Abstract

Introduction: Brugada syndrome (BrS) and idiopathic ventricular fibrillation (VF) associated with infero-lateral early repolarization patterns (early repolarization syndrome (ERS)) are termed “J-wave syndromes”. In such patients, an implantable cardioverter-defibrillator (ICD) is first-line therapy for prevention of sudden cardiac death. However, frequent ICD shocks due to recurrent VF remain serious problems. We investigated if combination therapy using cilostazol and bepridil could suppress recurrent VF. Methods: Our cohort comprised 22 consecutive patients (BrS, 16; ERS, 3; unknown, 3) with J-wave syndromes in whom ICDs were implanted for spontaneous episodes of VF. We enrolled 7 patients with J-wave syndromes who experienced ICD shocks due to recurrent VF after ICD implantation. At first, cilostazol was instituted. In all subjects, palpitations due to sinus tachycardia caused by cilostazol were symptomatic.
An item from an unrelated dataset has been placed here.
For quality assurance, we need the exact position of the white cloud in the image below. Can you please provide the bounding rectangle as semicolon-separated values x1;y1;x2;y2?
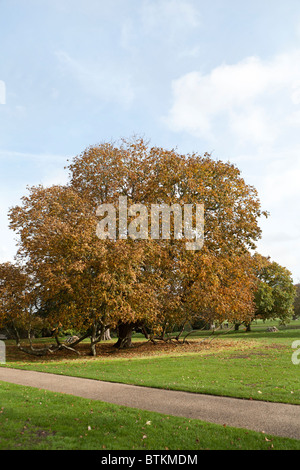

Addition of bepridil attenuated cilostazol-induced palpitations (87±12 to 66±7 bpm, P<0.01) and maintained the suppressive effect of cilostazol against VF. Results: Prior to the onset of the cilostazol/bepridil combination therapy, all 7 patients had a total of 20 shocks over an accumulated period of 79 months. In contrast, after the onset of therapy, they accumulated a combined follow-up period of 375 months, and during that significantly longer period only one of them received 2 shocks. Three patients underwent replacement of the ICD generator 4-5 years after ICD implantation. Cilostazol was discontinued 2 days before replacement because of its anti-platelet effects. In all 3 patients, temporary discontinuation of cilostazol led to the reappearance of J waves, culminating in VF and an appropriate ICD shock in one of them. J waves disappeared upon re-institution of cilostazol. Conclusions: These data suggest that combination therapy of cilostazol and bepridil may be effective and safe in suppressing VF recurrence in some cases of J-wave syndromes.